At the time, the Luo were in constant battle with their neighbours, the Nandi. But as long as Luanda Magere was on the battlefield, the Nandi always lost, and their cattle were then looted by the Luo.
Hoping to stop the raids, the Nandis offered their most beautiful girl to Luanda for marriage. But they secretly charged her with the task of finding out the secret to Luanda’s strength.
The two were married, but one day Luanda fell sick. Usually his first wife would nurse him when he was ill, but this time it happened that she had travelled. So he asked his young Nandi wife to bring him medicine, and then gave her a strange request – to cut his shadow with a knife and rub in the medicine. She was surprised when she saw his shadow bleed.
Predictably, the girl told her people what she had discovered, and the next time they were in battle, a Nandi warrior speared Luanda’s shadow – the ground flowed with his blood.
Luanda died and turned into a huge boulder – Luanda is Dholuo for “rock”. The rock still stands to this day, if the legend is to be believed.
Princess Elizabeth Bagaaya of Toro
Far from being the stuff of ancient history, Princess Elizabeth Bagaaya of Tooro’s story happens in modern-day Uganda.
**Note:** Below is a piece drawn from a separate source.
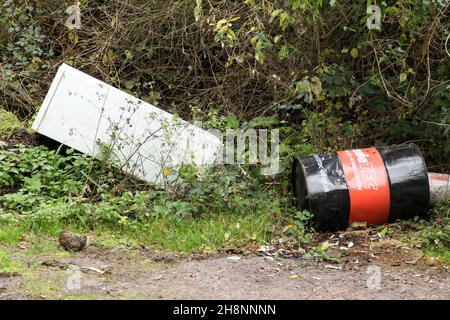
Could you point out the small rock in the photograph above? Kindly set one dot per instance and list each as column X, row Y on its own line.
column 72, row 242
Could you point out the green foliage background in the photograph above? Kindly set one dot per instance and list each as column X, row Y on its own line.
column 311, row 66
Born in 1940, she was educated at the elite Sherborne school for girls in England, and went on to Cambridge University, studying law, history and political science. In 1965, Bagaaya became the first woman in eastern Africa to be admitted to the English Bar.
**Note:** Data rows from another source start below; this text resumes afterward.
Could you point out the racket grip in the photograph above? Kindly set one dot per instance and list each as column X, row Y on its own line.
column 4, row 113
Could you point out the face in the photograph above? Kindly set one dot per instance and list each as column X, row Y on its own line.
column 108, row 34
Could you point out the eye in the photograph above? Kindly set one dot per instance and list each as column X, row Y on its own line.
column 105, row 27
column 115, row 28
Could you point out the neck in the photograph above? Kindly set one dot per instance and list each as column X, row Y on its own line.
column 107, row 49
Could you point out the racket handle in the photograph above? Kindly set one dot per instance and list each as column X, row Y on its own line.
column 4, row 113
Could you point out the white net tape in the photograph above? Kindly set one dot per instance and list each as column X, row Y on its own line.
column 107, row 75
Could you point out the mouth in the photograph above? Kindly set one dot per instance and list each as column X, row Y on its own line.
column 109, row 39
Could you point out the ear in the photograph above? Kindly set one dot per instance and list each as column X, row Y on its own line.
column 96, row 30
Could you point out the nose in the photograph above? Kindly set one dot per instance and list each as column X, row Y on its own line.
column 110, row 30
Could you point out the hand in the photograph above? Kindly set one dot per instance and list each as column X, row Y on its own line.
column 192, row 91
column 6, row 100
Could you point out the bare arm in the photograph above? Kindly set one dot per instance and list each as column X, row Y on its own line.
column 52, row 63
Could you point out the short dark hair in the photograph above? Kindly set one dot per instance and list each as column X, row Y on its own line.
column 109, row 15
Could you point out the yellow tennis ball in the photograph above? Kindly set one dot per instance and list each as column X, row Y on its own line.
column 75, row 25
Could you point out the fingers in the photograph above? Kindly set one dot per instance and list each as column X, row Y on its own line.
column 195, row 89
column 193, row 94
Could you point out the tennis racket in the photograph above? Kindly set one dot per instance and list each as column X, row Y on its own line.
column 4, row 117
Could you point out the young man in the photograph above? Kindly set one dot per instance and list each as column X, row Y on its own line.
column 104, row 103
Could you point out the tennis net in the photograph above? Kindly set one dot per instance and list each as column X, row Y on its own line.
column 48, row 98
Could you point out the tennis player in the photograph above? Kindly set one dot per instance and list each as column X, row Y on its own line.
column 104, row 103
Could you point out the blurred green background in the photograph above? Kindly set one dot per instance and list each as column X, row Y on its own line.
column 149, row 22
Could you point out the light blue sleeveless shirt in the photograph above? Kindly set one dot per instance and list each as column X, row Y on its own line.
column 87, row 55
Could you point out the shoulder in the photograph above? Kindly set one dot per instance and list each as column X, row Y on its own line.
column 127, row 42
After President Milton Obote “abolished” Uganda’s kingdoms, her future in Uganda was uncertain. Bagaaya signed with a top modelling agency in London and went on have an illustrious modeling career in London and New York between 1967 and 1970, featuring in the British and American Vogue, Look, LIFE, and Ebony and became the first black woman to appear on the cover of a top fashion magazine (Harper’s Bazaar).

But when Idi Amin came to power in 1971, he was keen to show the world that he really wasn’t an unsophisticated, illiterate brute. So he appointed Bagaaya his ambassador-at-large, and later minister of foreign affairs. She was exactly his antithesis: intelligent, eloquent, elegant and Cambridge-educated; he depended on her to fix Uganda’s tarnished international image, particularly after Amin began to act erratically by expelling the entire Ugandan Asian population in 1972.
In 1974, she gave a famous and rousing speech at the United Nations, but the acclaim that was to follow her after the UN appearance made Amin jealous, seeing that he had given her the position. He proposed marriage to her, and predictably, he fired her when she turned him down.
Bagaaya would later serve Yoweri Museveni’s government in a similar capacity when he came to power in 1986, making public appearances in the US as Uganda’s ambassador to Washington to improve Uganda’s negative image at the time; Museveni was perceived as a Marxist sympathiser and a friend of Libyan strongman Muammar Gaddafi.
BONUS: Mermaids, nymphs, cat-women
Many African legends, particularly among communities that live near oceans or lakes, feature various forms of animal-human hybrid women whose main goal is to lure men into temptation and ultimate destruction. They typically offer riches, power, and, their beauty, in exchange for a man’s soul. The men typically agree to the terms – who needs a soul? – and enjoy their new-found status for a while, but inevitably end up destitute and eternally damned.
We include this here not for its truthfulness, but for the way this narrative endures in our contemporary culture – there are possibly hundreds of Nollywood films with this general storyline.